Winter's just begun and you're at the doctor's office. Nose stuffed up, throat sore, head loopy, wheezing as if you just ran a marathon. You know you have an acute respiratory infection (ARI). But is it viral or bacterial? Doesn't matter. You're going to get an antibiotic for it, or that's the case for 73% of us.
Most ARIs are not microbiologically confirmed in the clinic, and even if a viral cause is found, there's still the possibility of a bacterial coinfection, so out comes the prescription pad for some miracle pills, "just in case." Finding ways to reduce this type of clinical overuse of antibiotics (41% of all antibiotics prescribed are to treat ARIs) is critical if we're going to maintain the efficacies of our drugs.
This is the problem that Tsalik et al. sets up to address in the current issue of Science Translational Medicine. In their study, they utilize human gene expression changes to discriminate between and diagnose bacterial and viral ARIs. By analyzing blood samples from 273 patients who were healthy or diagnosed with either a viral or bacterial respiratory infection, they defined sets of gene expression changes that were characteristic for bacterial and viral infections. Using these markers, they could derive 87% specificity in diagnosing either infection (or coinfection) in the clinic, a 5-15% boost in accuracy over other diagnostic methods.

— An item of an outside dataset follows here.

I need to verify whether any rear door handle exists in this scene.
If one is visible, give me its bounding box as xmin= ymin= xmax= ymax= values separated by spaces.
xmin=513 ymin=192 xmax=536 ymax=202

So what were the pathogen-specific host changes? For viruses, aside from the usual suspects (interferon genes, T cell signaling, RNA processing genes), there was a unique marker, the downregulation of KPNB1, which is a nuclear transport protein that is commonly co-opted by viruses to move around the cell. For bacterial infections, it was cell cycle genes and pathways involved in T, B and NK cell differentiation. But the most unique and predictive markers were a set of metabolic changes in fatty acid and amino acid metabolism and oxidative stress responses.
Of course, only more testing will prove whether these markers are the next step in ARI diagnosis. But don't be surprised if some time in the future, as you fidget miserably on the crinkly tissue paper, the doctor offers a blood draw instead of a prescription and sees you home empty-handed with a consolatory "Let's wait and see."